Cheesemakers may need new cheese names under FTA

Written by  Jessica Marshall
Barrys Bay award-winning Gruyere cheese. Barrys Bay award-winning Gruyere cheese.

The owner of an award-winning cheese producer says the Government’s free trade agreement (FTA) with the European Union (EU) has proven disappointing for the sector.

Daniel Shields, owner of Barry’s Bay Dairy Company, says that at first glance the FTA looks okay for the company, but the wider issue will be how the market handles the issues of geographical indications (GIs).

The company has a long history, beginning in 1895. Shields says the company’s current factory was built in the 1950s by a farmer cooperative.

“The cooperative closed it down in the dairy industry restructuring in the early eighties and the then factory manager – Don Walker – reopened the business.”

Originally, the factory made a single type of cheddar cheese for the Dairy Board, but then proceeded to experiment with other types of cheeses.

“With help from other early premium cheese pioneers – notably Albert Alferink from Mercer Cheese – the factory branched into European wheel cheeses such as Gouda and Maasdam and also the semi-soft Havarti,” Shields says.

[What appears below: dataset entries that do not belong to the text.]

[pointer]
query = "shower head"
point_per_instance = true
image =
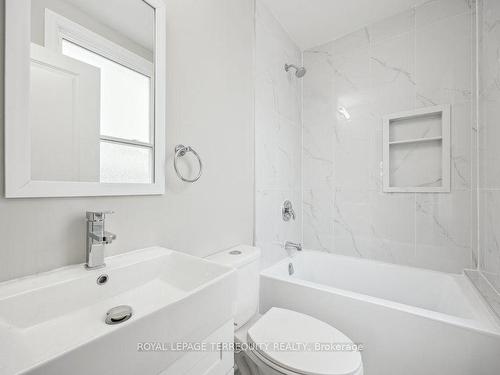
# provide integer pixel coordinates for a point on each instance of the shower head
(299, 71)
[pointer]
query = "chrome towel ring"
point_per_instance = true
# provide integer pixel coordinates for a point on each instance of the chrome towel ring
(180, 151)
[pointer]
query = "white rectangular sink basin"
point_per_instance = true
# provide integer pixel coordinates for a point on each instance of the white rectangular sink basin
(54, 323)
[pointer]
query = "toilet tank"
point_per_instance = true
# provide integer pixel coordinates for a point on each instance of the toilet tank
(246, 261)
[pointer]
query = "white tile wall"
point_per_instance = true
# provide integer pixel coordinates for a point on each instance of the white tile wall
(278, 134)
(418, 58)
(489, 136)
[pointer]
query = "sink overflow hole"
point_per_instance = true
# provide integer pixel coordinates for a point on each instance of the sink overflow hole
(102, 279)
(118, 314)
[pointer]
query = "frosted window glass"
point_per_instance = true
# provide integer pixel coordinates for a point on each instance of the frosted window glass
(125, 96)
(122, 163)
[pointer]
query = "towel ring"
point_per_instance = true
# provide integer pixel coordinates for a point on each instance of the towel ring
(180, 151)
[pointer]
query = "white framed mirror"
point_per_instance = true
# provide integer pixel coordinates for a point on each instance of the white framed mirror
(84, 98)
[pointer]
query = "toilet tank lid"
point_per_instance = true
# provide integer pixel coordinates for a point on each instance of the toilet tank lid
(236, 256)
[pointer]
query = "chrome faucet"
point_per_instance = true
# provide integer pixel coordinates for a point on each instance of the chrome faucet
(293, 246)
(97, 237)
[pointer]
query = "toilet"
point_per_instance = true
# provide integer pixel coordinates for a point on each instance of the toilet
(275, 342)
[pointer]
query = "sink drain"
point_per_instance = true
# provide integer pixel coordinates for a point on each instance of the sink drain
(118, 314)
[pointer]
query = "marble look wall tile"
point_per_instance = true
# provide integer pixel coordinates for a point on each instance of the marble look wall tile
(433, 11)
(489, 231)
(443, 231)
(352, 222)
(388, 67)
(486, 289)
(278, 164)
(390, 27)
(318, 209)
(489, 61)
(317, 157)
(444, 61)
(489, 152)
(462, 135)
(393, 74)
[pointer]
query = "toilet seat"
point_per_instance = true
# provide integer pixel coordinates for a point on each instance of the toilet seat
(279, 338)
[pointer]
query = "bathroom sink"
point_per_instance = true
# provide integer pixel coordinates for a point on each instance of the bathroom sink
(54, 323)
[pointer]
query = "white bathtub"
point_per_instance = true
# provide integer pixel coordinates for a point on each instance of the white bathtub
(411, 321)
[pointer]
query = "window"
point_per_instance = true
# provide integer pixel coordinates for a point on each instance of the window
(126, 100)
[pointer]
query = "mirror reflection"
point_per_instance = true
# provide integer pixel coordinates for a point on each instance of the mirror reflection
(91, 108)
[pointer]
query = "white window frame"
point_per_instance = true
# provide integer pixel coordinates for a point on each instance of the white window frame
(18, 181)
(59, 28)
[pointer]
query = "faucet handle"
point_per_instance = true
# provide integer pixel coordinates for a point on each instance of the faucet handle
(98, 215)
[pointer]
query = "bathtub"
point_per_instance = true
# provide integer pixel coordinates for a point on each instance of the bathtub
(410, 321)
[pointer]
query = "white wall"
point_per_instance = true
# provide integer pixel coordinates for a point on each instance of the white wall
(209, 106)
(278, 137)
(419, 58)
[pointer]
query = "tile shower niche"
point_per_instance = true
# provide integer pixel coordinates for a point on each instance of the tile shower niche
(417, 150)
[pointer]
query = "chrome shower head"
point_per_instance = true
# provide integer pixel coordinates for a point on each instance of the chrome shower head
(299, 71)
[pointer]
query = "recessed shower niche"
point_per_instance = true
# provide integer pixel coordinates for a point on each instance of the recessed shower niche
(417, 150)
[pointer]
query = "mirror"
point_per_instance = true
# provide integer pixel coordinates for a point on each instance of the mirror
(89, 73)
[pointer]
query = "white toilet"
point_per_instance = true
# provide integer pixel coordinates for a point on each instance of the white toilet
(268, 337)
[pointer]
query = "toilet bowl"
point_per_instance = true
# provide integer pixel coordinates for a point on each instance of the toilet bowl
(282, 341)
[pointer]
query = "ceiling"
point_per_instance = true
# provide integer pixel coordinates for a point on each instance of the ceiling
(133, 19)
(314, 22)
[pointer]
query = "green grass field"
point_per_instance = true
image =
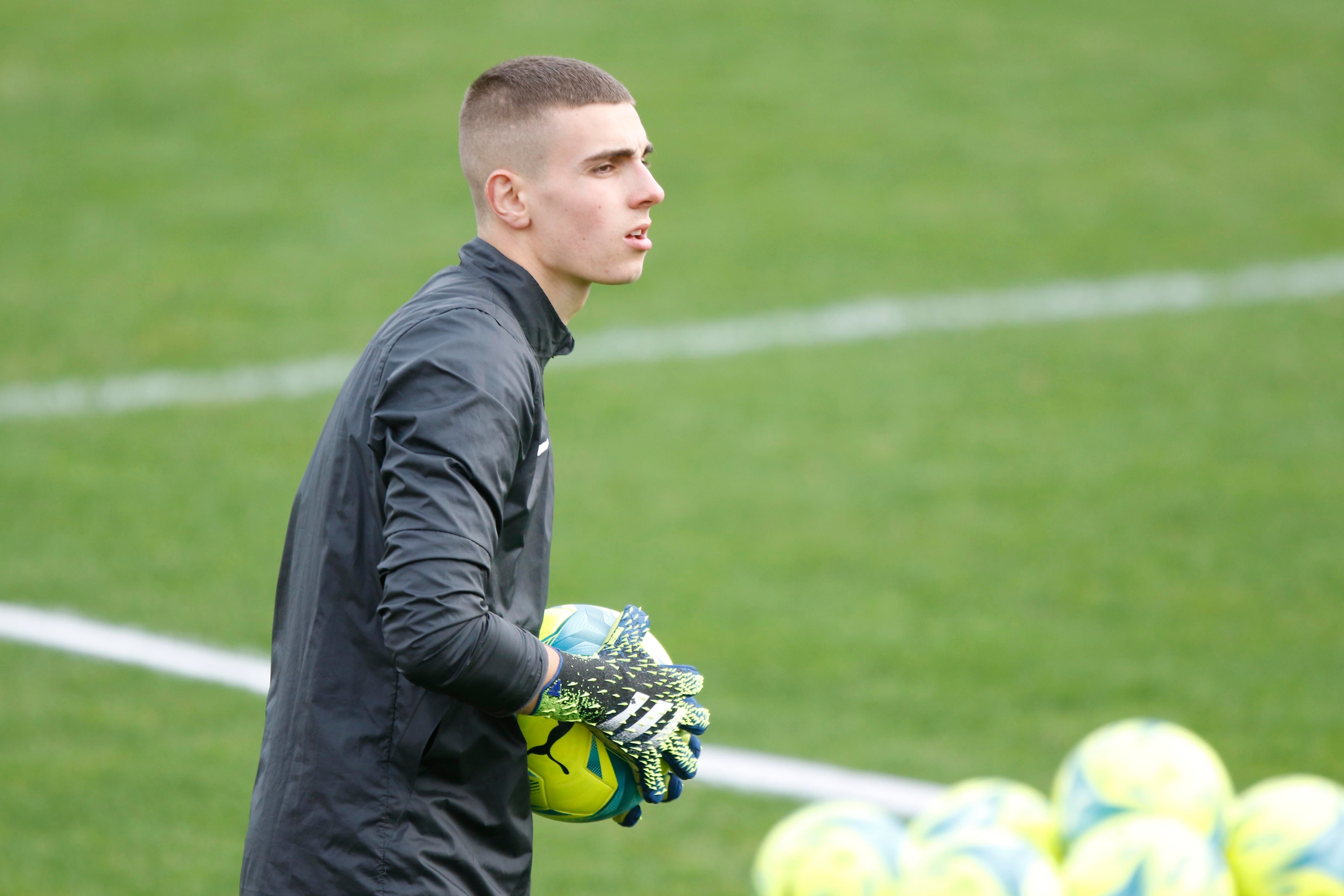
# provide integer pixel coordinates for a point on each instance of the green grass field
(936, 557)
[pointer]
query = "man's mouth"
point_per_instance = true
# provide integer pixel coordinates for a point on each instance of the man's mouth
(639, 238)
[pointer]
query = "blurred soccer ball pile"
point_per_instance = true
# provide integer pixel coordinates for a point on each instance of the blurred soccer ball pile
(1140, 808)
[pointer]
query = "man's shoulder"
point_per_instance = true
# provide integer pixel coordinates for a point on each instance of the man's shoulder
(454, 307)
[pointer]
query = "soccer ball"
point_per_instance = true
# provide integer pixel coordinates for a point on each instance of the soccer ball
(1287, 839)
(570, 772)
(991, 804)
(838, 848)
(982, 863)
(1148, 856)
(1144, 766)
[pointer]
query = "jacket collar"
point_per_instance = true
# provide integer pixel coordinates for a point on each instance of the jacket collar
(515, 289)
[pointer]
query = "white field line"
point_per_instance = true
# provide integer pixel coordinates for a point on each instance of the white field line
(729, 767)
(845, 323)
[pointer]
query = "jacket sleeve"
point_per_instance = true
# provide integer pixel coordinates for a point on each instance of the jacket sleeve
(456, 417)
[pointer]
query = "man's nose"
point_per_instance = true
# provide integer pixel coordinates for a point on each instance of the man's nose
(648, 193)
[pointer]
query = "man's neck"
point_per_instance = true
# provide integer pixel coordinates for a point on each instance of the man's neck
(566, 295)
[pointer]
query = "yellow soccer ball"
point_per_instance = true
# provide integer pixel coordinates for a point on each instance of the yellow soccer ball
(1136, 855)
(1143, 766)
(995, 804)
(570, 772)
(836, 848)
(1287, 839)
(982, 863)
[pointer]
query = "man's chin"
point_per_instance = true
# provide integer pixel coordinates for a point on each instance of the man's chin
(623, 274)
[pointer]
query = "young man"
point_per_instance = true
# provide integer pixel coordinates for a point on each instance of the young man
(416, 565)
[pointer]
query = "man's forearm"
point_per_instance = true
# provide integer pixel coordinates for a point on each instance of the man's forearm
(553, 665)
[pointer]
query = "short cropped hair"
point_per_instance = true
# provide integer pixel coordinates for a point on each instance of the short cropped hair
(499, 118)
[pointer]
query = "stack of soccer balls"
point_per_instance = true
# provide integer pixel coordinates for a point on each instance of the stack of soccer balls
(1142, 808)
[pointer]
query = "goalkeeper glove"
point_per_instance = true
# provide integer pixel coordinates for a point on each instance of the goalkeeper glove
(639, 706)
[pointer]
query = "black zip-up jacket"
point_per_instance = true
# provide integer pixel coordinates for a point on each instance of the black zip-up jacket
(410, 590)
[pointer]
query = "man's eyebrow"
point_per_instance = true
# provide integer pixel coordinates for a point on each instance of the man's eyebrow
(617, 154)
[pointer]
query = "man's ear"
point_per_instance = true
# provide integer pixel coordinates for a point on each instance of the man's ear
(503, 194)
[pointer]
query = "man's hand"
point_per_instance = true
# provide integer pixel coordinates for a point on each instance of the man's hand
(639, 706)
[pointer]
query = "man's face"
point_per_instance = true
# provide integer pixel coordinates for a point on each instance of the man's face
(591, 206)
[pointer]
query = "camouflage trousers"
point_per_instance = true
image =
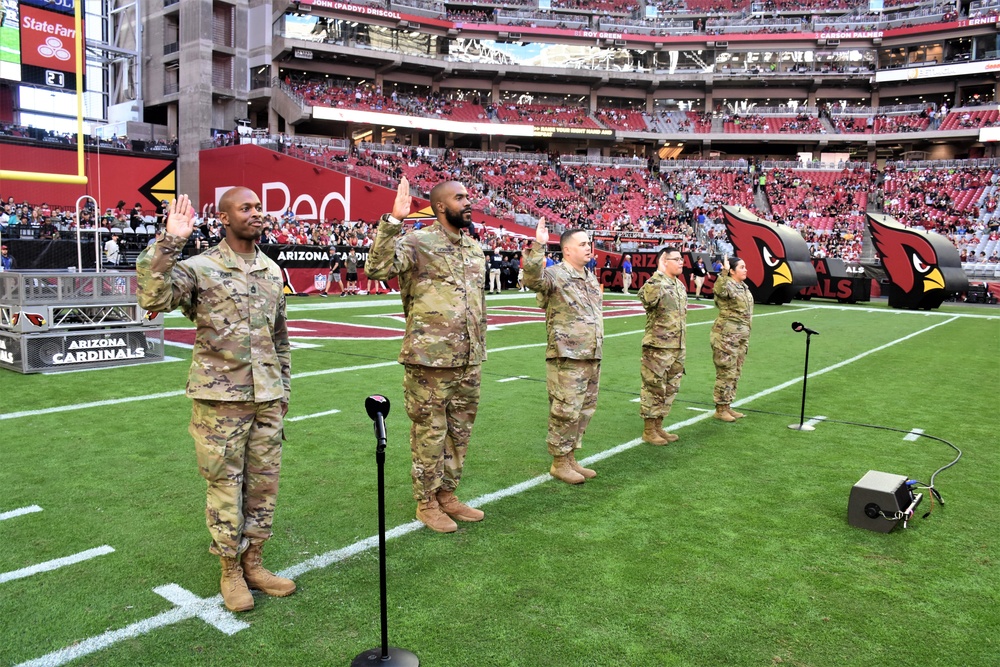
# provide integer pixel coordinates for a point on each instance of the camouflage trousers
(572, 385)
(442, 405)
(661, 372)
(728, 352)
(238, 445)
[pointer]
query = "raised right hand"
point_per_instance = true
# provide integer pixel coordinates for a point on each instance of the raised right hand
(401, 207)
(542, 233)
(180, 217)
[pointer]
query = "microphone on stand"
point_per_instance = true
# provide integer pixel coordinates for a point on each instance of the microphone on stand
(377, 407)
(796, 326)
(802, 426)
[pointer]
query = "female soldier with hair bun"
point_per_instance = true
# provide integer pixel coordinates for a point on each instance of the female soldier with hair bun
(730, 334)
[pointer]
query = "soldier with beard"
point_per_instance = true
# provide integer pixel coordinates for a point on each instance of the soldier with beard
(240, 378)
(442, 274)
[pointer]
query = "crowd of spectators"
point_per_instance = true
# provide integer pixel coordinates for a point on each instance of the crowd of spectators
(123, 143)
(621, 202)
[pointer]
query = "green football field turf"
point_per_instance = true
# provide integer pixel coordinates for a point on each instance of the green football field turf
(729, 547)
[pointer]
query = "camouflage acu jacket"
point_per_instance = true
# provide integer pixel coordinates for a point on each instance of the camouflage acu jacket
(573, 303)
(665, 301)
(241, 350)
(735, 303)
(442, 277)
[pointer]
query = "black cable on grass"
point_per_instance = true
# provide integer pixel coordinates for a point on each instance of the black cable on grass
(930, 487)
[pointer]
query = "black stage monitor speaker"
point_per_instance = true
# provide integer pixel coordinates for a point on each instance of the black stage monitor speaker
(880, 500)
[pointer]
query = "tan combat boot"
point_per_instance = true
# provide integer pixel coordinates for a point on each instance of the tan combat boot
(456, 509)
(722, 413)
(260, 578)
(586, 472)
(234, 589)
(669, 437)
(651, 435)
(429, 511)
(562, 470)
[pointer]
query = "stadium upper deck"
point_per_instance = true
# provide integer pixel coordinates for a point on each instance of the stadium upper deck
(625, 78)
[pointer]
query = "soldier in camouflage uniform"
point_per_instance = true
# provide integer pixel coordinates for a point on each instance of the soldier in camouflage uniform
(240, 378)
(665, 299)
(730, 334)
(574, 320)
(442, 274)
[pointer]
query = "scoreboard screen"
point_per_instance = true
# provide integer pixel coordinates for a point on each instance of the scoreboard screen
(38, 43)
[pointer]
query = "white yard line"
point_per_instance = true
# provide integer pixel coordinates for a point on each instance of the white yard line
(55, 564)
(518, 377)
(312, 416)
(20, 511)
(191, 610)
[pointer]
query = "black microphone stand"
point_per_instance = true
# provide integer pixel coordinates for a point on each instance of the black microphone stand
(384, 653)
(802, 426)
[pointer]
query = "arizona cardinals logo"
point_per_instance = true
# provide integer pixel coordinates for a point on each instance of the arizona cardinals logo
(907, 256)
(777, 258)
(36, 319)
(921, 265)
(757, 244)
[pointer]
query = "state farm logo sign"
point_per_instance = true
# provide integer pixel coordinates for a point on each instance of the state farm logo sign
(53, 48)
(48, 39)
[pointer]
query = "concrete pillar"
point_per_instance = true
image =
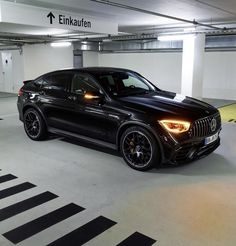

The business was then sold to Mike and Catherine Carey who took the business into grocery stores, and then, in 2017, Daniel and wife Amy purchased the company.

Barrys Bay won eight gold awards at the recent at the New Zealand Champion of Cheese Awards last month, bringing home awards for its Aged Cheddar, Chilli Cheddar, Cumin Spice Cheddar, Peppered Havarti, Smoked Rinded Cheddar, Parmesan, Gruyere, and Maasdam.

Shields says he’s delighted to pick up eight gold awards at the competition this year.

“What’s really pleasing is that we did this across all of the different cheese types we make – cheddars, European wheel cheeses and semi-soft havartis,” he told Dairy News.

“It’s the payoff for some hard work we’ve done in production quality and also cheese aging – known as affinage.”

“With great cheese coming out of the vat, we’re taking the time to let that cheese mature and develop really delicious flavours,” he adds.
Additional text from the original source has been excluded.